Marcus Garvey was born in 1887 on the north coast of British-controlled Jamaica. In 1914 Garvey formed the Universal Negro Improvement and Conservation Association and African Communities League (which was later shortened to the United Negro Improvement Association, UNIA). Garvey immigrated to the United States during World War I, and soon established an American branch of UNIA in New York City. Seeking to unite peoples of African descent throughout the world into one large racial movement, Garvey organized, encouraging pride among Africans everywhere along the way. Garvey's message of black pride and racial separatism was extremely attractive to blacks, gaining him the largest grass roots following of any movement of African Americans in United States history. From the late 1910s to the early 1920s, his movement raised millions of dollars from small donations provided by working-class blacks eager for social and economic change.

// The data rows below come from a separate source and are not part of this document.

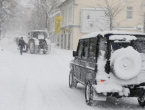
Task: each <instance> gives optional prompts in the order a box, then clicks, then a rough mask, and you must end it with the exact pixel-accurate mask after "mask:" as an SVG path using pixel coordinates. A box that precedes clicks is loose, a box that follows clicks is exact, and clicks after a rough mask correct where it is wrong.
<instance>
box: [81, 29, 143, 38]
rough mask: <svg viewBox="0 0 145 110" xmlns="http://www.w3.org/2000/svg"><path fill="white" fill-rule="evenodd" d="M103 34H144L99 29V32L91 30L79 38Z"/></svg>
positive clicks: (137, 34)
mask: <svg viewBox="0 0 145 110" xmlns="http://www.w3.org/2000/svg"><path fill="white" fill-rule="evenodd" d="M99 34H100V35H102V36H104V35H105V34H117V35H119V34H120V35H122V34H126V35H127V34H129V35H145V34H143V33H133V32H126V31H101V32H93V33H90V34H87V35H84V36H83V37H82V38H81V39H86V38H93V37H96V36H98V35H99Z"/></svg>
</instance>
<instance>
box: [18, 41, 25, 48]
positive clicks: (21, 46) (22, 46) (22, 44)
mask: <svg viewBox="0 0 145 110" xmlns="http://www.w3.org/2000/svg"><path fill="white" fill-rule="evenodd" d="M25 44H26V43H25V41H24V40H21V39H20V40H19V44H18V46H21V47H24V46H25Z"/></svg>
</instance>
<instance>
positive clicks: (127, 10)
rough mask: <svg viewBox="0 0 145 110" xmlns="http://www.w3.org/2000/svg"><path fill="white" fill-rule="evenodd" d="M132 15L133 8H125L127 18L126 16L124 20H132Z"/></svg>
mask: <svg viewBox="0 0 145 110" xmlns="http://www.w3.org/2000/svg"><path fill="white" fill-rule="evenodd" d="M132 14H133V7H127V16H126V18H127V19H132V18H133V16H132Z"/></svg>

UNIA purchased ships to trade with African nations and to allow African-Americans to return to their homeland. "Back to Africa" emerged as a popular slogan of the organization. Unlike Du Bois, who argued for full political and social integration, Garvey thought that African-Americans should establish their own separate social and economic organizations outside of white America. Although Garvey approved somewhat of Washington's focus on economic advancement, the Jamaican immigrant favored complete independence from entanglements with white America. Washington, by contrast, used the popularity of his accommodationist and gradualist approach to inequality to acquire significant patronage and support from white American business leaders and politicians. Before leaving Jamaica, Garvey gave a speech in which he called upon his fellow "Afro-West Indians" to unite in order to make "history for the race":
For God's sake, you men and women who have been keeping yourselves away from the people of your own African race, cease the ignorance; unite your hands and hearts with the people of Africa, Sons and daughters of Africa, I say to you arise, take on the toga of race pride, and throw off the brand of ignominy which has kept you back for so many centuries. Dash asunder the petty prejudices within your own fold.